If you wanted to design a lethal trap for boating, it would look a lot like Lituya Bay.
At a glance, the fjord on the south-east coast of Alaska offers a safe harbour for small boats, but the local Tlingit people knew otherwise.
They gave it the name Lituya, which means "lake within the point". Legend has it that a monster lived near the entrance where it would unleash enormous destructive waves.
Later, the first Europeans discovered how treacherous this could be. In 1786, the French explorer Lapérouse saw a hint of this when he wrote in his log that the surrounding forests looked as though they "had been cut cleanly with a razor blade",
At 14.5 kilometres long and 3.2 kilometres at its widest, Lituya is long and narrow. Trees along its shores have been stripped by what geologists call a trimline. Around most of the bay this extends to 200 metres, and in some places, considerably higher.
Clearly there are powerful forces at work within Lituya Bay, but what could they be?
Lapérouse and his crew would soon learn of the dangers when a party in small boats attempted to navigate the shallow channel at the entrance. Their boats capsized in the fierce current that was amplified by the narrow passageway. About 20 men drowned and their bodies were never found.

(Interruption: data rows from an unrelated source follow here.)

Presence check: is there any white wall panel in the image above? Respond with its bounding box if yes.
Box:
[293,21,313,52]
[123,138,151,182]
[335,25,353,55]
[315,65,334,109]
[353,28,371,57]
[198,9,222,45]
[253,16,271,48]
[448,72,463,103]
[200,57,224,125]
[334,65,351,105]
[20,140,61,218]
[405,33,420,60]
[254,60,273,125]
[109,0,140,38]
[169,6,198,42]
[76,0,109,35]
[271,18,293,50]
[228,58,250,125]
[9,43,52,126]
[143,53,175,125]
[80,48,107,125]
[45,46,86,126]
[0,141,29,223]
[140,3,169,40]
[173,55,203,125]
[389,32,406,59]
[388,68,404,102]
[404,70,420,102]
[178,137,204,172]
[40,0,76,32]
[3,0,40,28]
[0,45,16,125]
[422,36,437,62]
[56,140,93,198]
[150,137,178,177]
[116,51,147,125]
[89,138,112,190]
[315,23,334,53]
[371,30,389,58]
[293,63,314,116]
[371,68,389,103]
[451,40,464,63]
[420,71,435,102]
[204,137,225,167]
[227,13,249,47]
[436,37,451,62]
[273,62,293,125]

Then, in 1899, an earthquake triggered a giant wave that drowned five people in the native village. There was another wave in 1936, then another in 1958.
In the 1958 event, a 7.8-magnitude earthquake at a nearby geological fault dumped over 80 million tonnes of rock into the bay, triggering one of the tallest tsunami known to science. In one place, trees were swept away 524 metres above the water - taller than the Empire State Building.
More than 60 years later, the damage is still visible from space where almost all vegetation across four square kilometres of the shoreline was stripped away.
Eyewitnesses reported that the quake lasted one to four minutes, followed by a minute of calm before destructive waves travelled outwards at 180km/h.
In the enclosed waters, waves sloshed up and back again like a giant bathtub.
Evidence is that similar events occur, on average, every 30-40 years, which suggests there will be more in future and serves to remind us that when nature shakes its head, humans become passengers.